In Hemingway's time, first drafts were actually first drafts -- things on paper, often written by hand in ink or on a standard typewriter. How could they not be shit? For most authors today, technology prevents the completion of anything that could legitimately qualify as a first draft.
Now, I'm not saying that other people out there use the same method as I do when writing -- and I talk to so few published authors about manners of execution, anyway -- but I'd estimate that by the time I actually type out the last couple paragraphs of any novel, that I've actually rewritten the entire draft -- every section of it -- from 5 to 10 times.
Just imagine how difficult it would have been in Hemingway's time to substitute a word, correct spelling, change the placement of a passage of paragraphs, entirely change a character's name, or shorten or lengthen the time frame of the arc of the narrative? I've done all of these things in the novels that I've written, and, given the technology that writers utilize today, it's pretty damned easy to do as you go along.

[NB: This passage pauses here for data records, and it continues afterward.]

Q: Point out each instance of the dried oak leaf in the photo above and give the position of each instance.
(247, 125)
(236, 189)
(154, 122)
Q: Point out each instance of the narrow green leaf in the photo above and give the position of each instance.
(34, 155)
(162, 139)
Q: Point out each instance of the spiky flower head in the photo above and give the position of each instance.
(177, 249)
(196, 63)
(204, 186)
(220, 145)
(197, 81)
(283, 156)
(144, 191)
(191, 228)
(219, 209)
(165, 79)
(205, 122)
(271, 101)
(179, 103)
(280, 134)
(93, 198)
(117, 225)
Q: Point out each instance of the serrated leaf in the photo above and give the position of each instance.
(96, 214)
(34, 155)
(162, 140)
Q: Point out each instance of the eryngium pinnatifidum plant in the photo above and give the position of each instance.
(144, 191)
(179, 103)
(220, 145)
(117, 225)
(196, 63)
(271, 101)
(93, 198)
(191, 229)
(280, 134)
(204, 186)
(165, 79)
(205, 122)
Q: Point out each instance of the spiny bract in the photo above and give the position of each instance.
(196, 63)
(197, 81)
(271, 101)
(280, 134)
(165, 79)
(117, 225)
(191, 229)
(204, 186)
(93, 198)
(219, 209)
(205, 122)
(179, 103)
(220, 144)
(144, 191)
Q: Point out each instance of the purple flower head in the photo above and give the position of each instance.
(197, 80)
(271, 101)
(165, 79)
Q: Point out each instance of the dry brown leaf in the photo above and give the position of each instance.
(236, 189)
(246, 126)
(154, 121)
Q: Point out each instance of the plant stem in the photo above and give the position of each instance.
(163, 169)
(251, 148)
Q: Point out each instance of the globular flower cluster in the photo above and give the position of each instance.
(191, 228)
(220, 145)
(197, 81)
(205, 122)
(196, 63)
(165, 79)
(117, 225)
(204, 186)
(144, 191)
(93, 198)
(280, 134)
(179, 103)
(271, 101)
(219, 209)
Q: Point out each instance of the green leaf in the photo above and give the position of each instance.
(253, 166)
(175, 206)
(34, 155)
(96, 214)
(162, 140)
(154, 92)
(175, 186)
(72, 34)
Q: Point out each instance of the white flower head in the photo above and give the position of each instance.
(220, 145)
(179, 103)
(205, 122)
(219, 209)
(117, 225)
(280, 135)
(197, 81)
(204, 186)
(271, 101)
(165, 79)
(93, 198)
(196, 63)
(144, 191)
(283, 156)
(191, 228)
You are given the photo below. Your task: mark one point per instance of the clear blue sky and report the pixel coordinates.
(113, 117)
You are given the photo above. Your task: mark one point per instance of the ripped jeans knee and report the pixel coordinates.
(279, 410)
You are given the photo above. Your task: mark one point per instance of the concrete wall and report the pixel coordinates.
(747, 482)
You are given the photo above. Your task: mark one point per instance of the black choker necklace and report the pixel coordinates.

I would imagine, on the other hand, that writers working between, say, the 1920s and 1960s, like Hemingway, would have to get everything out on paper, cross things out, cuss, write in margins, draw arrows, and toil through the entire project (as a true first draft) before going back to the beginning and "making nice" with all the demons they scared up along the way.
Now, I'd also imagine that today there are writers who, when they begin writing, move in one direction only and plow through a first draft without looking back, doing multiple saves, keeping reference passages tucked away for possible future use, etc. That's another way of doing it. But for me, when I finish the draft of a novel... it's pretty much ready to go.